Parlamentares rechaçam vale tudo do judiciário para manter ex-presidente Lula preso

Ex presidente, Luiz Inácio Lula da Silva.

Ex-presidente Luiz Inácio Lula da Silva.

Parlamentares da Bancada do Partido dos Trabalhadores na Câmara dos Deputados usaram suas contas no Twitter para condenar a sentença proferida pela juíza Gabriela Hardt que condenou o ex-presidente Lula a 12 anos e 11 meses de prisão pelo caso do sítio de Atibaia. Segundo os parlamentares, a nova sentença revela o vale tudo do Poder Judiciário para manter o ex-presidente Lula preso. O ativismo judicial sem precedente condena sem crime e sem prova para que o presidente não caia nos braços do povo e exerça o seu papel de articulador e líder oposicionista no Brasil do ultradireitista Jair Bolsonaro.

“Nova condenação sem provas de Lula é um absurdo e revela mais uma vez perseguição criminosa. A juíza Gabriela Hardt, substituta provisória do Moro, sabendo que será substituída nos próximos dias, resolveu correr com o processo. Sem examinar os autos, sem ter qualquer prova, condenou Lula”, rechaçou o deputado Carlos Zarattini (PT-SP).

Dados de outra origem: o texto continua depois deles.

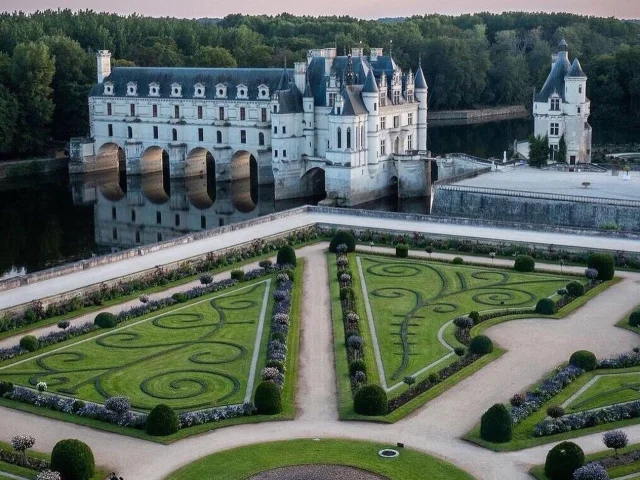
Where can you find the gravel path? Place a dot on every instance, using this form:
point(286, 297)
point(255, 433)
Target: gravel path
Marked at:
point(534, 346)
point(316, 472)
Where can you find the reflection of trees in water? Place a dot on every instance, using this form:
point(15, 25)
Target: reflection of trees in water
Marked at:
point(41, 226)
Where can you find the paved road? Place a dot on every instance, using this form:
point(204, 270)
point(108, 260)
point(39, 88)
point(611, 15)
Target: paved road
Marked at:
point(53, 286)
point(534, 346)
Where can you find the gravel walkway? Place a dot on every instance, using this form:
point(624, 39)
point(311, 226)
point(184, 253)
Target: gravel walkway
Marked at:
point(316, 472)
point(534, 346)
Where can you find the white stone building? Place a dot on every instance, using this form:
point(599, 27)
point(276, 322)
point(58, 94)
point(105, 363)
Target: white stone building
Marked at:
point(354, 126)
point(562, 108)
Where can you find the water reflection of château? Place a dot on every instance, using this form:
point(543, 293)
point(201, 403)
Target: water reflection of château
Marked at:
point(138, 210)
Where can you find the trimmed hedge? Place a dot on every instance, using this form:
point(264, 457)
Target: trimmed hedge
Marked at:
point(575, 289)
point(546, 306)
point(286, 256)
point(481, 345)
point(343, 237)
point(268, 400)
point(162, 420)
point(524, 263)
point(562, 460)
point(604, 263)
point(585, 360)
point(29, 343)
point(496, 425)
point(105, 320)
point(371, 400)
point(73, 459)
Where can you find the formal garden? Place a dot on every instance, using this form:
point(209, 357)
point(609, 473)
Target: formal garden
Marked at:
point(413, 328)
point(209, 356)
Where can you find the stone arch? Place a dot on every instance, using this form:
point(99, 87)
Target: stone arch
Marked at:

De acordo com Zarattini, o objetivo dessas condenações é impedir que Lula saia da cadeia e exerça papel político. “Lula era candidato quando foi preso, acabou sendo impedido de ser candidato, e agora querem impedir que ele volte a fazer atividade política liderando a oposição. É lamentável, criminosa essa prisão”, frisou.

O deputado Paulo Teixeira (PT-SP) disse que a nova condenação de Lula é “uma sentença vexatória, é um tapa na cara do STF”.

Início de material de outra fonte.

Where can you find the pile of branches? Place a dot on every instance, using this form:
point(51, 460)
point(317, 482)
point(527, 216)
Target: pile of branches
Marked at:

O deputado Enio Verri (PT-PR) lembrou que em várias partes do mundo, entidades e pessoas progressistas reconhecem o ex-presidente Lula como um preso político e que “o seu processo foi analisado por importantes juristas mundiais, que identificaram a perseguição contra ele”.

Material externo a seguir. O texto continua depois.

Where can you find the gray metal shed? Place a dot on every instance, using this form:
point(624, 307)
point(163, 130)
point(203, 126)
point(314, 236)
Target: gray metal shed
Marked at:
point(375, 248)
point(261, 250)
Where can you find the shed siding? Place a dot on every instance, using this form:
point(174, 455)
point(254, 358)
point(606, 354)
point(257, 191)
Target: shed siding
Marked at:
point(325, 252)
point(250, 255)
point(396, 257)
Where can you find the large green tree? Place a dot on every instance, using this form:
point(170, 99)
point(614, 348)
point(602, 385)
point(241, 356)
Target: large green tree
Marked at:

A deputada Erika Kokay (PT-DF) escreveu: “Lula foi condenado por um tríplex que não é seu e por obras em um sítio que também não lhe pertence. Estaria solto se tivesse relações com milicianos, movimentação milionária na conta do motorista, ameaçado o primo de morte, e seu assessor fosse flagrado com malas de dinheiro”, ironizou.

Para a deputada Margarida Salomão (PT-MG), “a justiça brasileira age olhando para as cores partidárias das pessoas”. Como exemplo, ela citou o ex-senador Aécio Neves e Michel Temer que, segundo ela, “abundam provas, mas nenhuma pressa em julgar”.

“Contra Lula, nenhuma conta na Suíça ou gravação telefônica. Nenhuma prova, só a ânsia em o condenar”, lamentou a deputada.

 Erro ou incompetência

Os deputados Pedro Uczai (PT-SC) e Zeca Dirceu (PT-PR) chamaram a atenção para o erro grotesco cometido pela juíza Gabriela Hardt na sentença em que condenou o ex-presidente Lula.

“A sentença da juíza Gabriela Hardt contra Lula é tão estranha que teve como base os depoimentos de Léo Pinheiro e José Aldemário – que são a mesma pessoa. Esse processo não pode ser sério! Já Moro quer mudar a lei para poder se salvar das arbitrariedades que fez contra Lula”, criticou Pedro Uczai.

“Na sentença que condena Lula, a juíza Gabriela Hardt cita como provas depoimentos de dois co-réus: Léo Pinheiro e José Aldemário – que são a mesma pessoa! Erro ou proposital? Para condenar Lula vale tudo? Questionou Zeca Dirceu.